Seamless Speech-to-Speech Translation with Voice Replication (S3TVR)

Project Overview

Seamless Speech-to-Speech Translation with Voice Replication (S3TVR) is an advanced AI cascaded feamework designed for real-time speech-to-speech translation while maintaining the speaker's voice characteristics in a Zero-shot fashion. This project balances latency and output quality, focusing on English and Spanish languages, and involves multiple open-source models and algorithms. The system is optimized for local execution, allowing for dynamic and efficient voice translation with an average latency of ~ 3 seconds per sentence.

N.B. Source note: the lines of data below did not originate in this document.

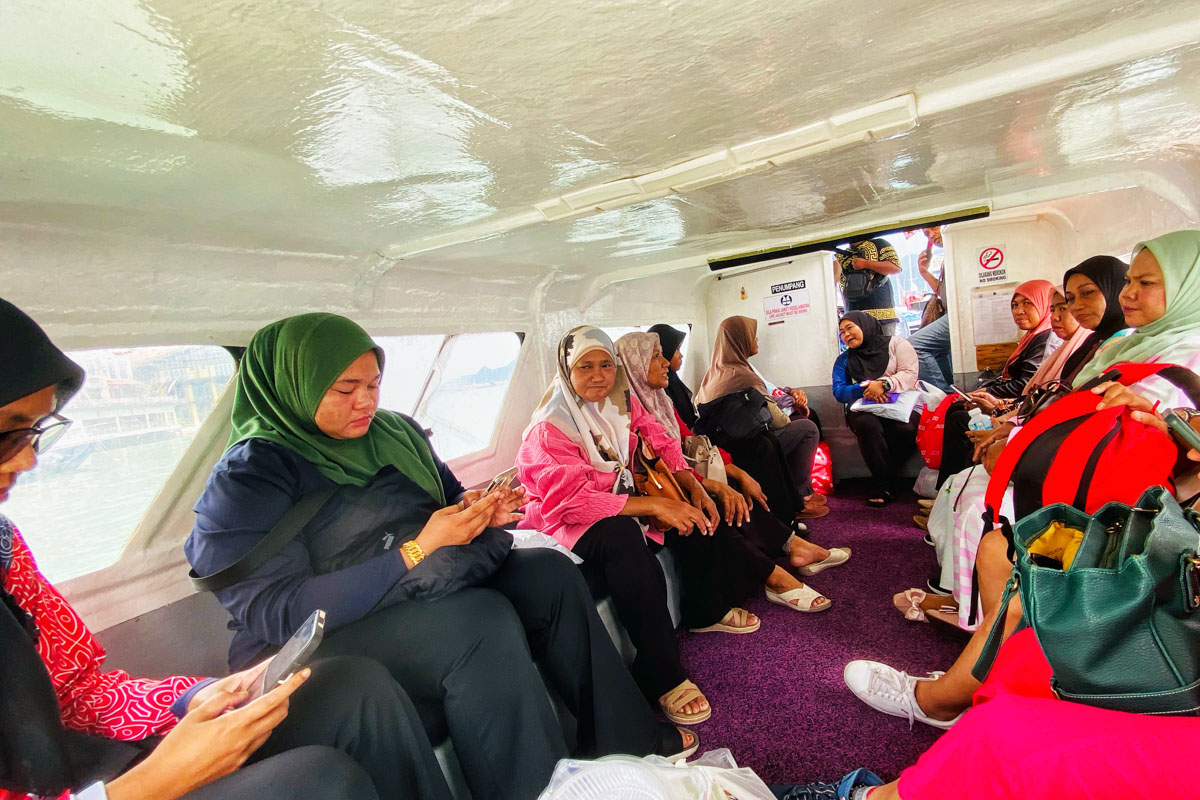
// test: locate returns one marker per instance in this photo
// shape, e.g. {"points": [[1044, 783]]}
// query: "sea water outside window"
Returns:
{"points": [[137, 413], [454, 385]]}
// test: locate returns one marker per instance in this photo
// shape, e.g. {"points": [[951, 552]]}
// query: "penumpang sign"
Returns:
{"points": [[779, 307], [791, 286]]}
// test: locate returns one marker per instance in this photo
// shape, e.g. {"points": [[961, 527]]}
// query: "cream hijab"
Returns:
{"points": [[730, 370], [603, 428], [637, 350]]}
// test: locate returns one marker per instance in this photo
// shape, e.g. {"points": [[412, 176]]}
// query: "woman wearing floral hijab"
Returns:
{"points": [[729, 372]]}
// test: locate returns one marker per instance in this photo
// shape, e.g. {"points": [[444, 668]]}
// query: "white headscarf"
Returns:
{"points": [[637, 350], [600, 428]]}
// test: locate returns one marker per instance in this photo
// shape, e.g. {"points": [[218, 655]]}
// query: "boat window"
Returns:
{"points": [[135, 417], [454, 385]]}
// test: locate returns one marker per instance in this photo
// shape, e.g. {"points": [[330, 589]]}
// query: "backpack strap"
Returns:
{"points": [[268, 547]]}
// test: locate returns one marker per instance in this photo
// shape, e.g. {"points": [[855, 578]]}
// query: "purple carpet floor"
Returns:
{"points": [[779, 702]]}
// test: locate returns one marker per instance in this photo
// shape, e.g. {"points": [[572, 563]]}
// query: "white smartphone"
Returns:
{"points": [[294, 655]]}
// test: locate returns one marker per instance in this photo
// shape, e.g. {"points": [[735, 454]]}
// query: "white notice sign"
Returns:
{"points": [[790, 304]]}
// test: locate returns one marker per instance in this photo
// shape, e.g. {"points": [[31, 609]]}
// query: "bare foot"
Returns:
{"points": [[803, 553]]}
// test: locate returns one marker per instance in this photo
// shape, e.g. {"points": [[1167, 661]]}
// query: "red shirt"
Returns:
{"points": [[106, 703]]}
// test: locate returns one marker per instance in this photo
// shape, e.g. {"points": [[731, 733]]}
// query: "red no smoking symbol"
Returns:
{"points": [[991, 258]]}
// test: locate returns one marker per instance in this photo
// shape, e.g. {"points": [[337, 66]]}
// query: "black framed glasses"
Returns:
{"points": [[42, 437]]}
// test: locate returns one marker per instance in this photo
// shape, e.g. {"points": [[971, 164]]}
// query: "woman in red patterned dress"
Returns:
{"points": [[70, 731]]}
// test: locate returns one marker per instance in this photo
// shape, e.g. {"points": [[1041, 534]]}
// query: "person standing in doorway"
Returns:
{"points": [[863, 272], [933, 341]]}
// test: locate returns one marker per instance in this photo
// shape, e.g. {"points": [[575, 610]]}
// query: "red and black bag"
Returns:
{"points": [[1069, 452], [931, 428], [1072, 453]]}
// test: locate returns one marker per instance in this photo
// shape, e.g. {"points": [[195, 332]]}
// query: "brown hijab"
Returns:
{"points": [[730, 370]]}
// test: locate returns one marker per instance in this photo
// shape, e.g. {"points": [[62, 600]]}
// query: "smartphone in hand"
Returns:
{"points": [[502, 481], [293, 656]]}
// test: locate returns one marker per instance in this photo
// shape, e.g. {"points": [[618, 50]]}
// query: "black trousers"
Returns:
{"points": [[618, 564], [958, 451], [720, 571], [467, 661], [799, 440], [351, 733], [885, 444]]}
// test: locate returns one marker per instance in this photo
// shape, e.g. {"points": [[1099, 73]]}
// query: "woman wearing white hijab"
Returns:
{"points": [[574, 464]]}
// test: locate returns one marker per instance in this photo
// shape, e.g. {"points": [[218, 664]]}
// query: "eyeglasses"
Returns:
{"points": [[42, 437]]}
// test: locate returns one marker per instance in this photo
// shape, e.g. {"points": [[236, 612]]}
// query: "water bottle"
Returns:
{"points": [[979, 421]]}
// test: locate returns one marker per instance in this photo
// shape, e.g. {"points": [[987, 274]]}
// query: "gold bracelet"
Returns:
{"points": [[413, 551]]}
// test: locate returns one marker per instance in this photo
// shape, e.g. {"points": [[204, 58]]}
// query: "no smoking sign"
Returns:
{"points": [[991, 265], [990, 258]]}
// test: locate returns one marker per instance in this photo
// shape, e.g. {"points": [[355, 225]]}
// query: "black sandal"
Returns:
{"points": [[671, 743], [882, 500]]}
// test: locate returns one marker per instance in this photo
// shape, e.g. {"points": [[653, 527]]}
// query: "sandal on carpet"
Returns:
{"points": [[917, 606], [672, 704], [671, 743], [837, 555], [801, 600], [736, 620], [881, 500], [813, 512]]}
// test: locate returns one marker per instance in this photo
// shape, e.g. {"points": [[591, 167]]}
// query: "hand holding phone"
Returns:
{"points": [[293, 655]]}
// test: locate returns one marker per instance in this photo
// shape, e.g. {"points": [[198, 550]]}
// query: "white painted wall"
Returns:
{"points": [[798, 352]]}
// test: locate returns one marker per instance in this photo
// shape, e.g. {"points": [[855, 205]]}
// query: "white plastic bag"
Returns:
{"points": [[713, 776], [927, 483], [930, 396], [900, 410]]}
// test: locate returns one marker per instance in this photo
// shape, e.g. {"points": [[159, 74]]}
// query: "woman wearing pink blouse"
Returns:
{"points": [[575, 467]]}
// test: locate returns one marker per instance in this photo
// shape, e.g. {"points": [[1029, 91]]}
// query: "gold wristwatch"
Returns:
{"points": [[413, 551]]}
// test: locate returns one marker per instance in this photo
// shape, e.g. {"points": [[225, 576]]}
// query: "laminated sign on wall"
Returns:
{"points": [[779, 307], [991, 265]]}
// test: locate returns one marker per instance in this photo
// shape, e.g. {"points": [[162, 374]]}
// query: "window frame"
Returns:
{"points": [[437, 368]]}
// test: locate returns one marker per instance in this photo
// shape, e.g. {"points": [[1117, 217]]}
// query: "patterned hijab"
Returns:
{"points": [[1039, 293], [283, 376], [637, 350], [600, 428], [1174, 336], [730, 370]]}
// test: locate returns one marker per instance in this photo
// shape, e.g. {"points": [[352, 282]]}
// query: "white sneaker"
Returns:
{"points": [[891, 691]]}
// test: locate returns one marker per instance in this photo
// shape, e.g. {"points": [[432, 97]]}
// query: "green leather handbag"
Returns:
{"points": [[1120, 625]]}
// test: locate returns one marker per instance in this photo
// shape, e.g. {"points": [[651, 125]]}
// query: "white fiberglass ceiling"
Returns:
{"points": [[429, 131]]}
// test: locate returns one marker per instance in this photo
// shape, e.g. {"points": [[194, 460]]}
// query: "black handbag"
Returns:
{"points": [[735, 417]]}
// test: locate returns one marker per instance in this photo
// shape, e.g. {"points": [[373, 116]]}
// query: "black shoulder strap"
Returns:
{"points": [[285, 530]]}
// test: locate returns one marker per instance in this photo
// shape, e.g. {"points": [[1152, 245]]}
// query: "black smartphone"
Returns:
{"points": [[1177, 423], [294, 655]]}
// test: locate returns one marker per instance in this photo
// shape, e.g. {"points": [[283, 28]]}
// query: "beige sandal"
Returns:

Technologies and Framework

Voice Activity Detection (VAD): Differentiates speech from silence for efficient segmentation.
Noise Reduction Model: Enhances audio clarity.
Automatic Speech Recognition (ASR): Converts speech to text.
Machine Translation Model (MT): Translates text between languages.
Text-to-Speech (TTS) Synthesis: Converts translated text back to speech with voice replication.

Checklist

Zero-shot speech-to-speech translation with voice replication
MultiLingual: SOON
Clustered fine-tuned XTTS_V2: SOON
Fine-tuning XTTS_V2 structure
Fine-tuned XTTS_V2 Automatic integration: SOON
Models direct downloading: SOON
HuggingFace Space: SOON

Hardware Specifications and Python Versions

NVIDIA GPU: The system is tested with an NVIDIA GPU that supports CUDA, specifically on CUDA 12.1.
- Note: If you are running this model on Windows, higher versions of CUDA may not be supported by DeepSpeed. Please refer to the official DeepSpeed tutorial for further information.
Memory: A minimum of 16 GB of RAM is necessary to handle the model's computational requirements efficiently.
Python Version: The model framework is designed to be compatible with Python 3 and above.
- Note: Specific libraries might require certain versions. For best compatibility and performance, the framework has been tested on Python 3.11.7.

Installation Instructions

Create a New Conda Environment:

conda create --name s3tvr_env python=3.8
conda activate s3tvr_env

Requirements:

pip install -r requirements.txt

DeepSpeed Installation:

For Linux users, follow this installation guide.
For Windows users, follow this tutorial.

TTS Installation:

for TTS advanced installation, follow the installation guide in their repo.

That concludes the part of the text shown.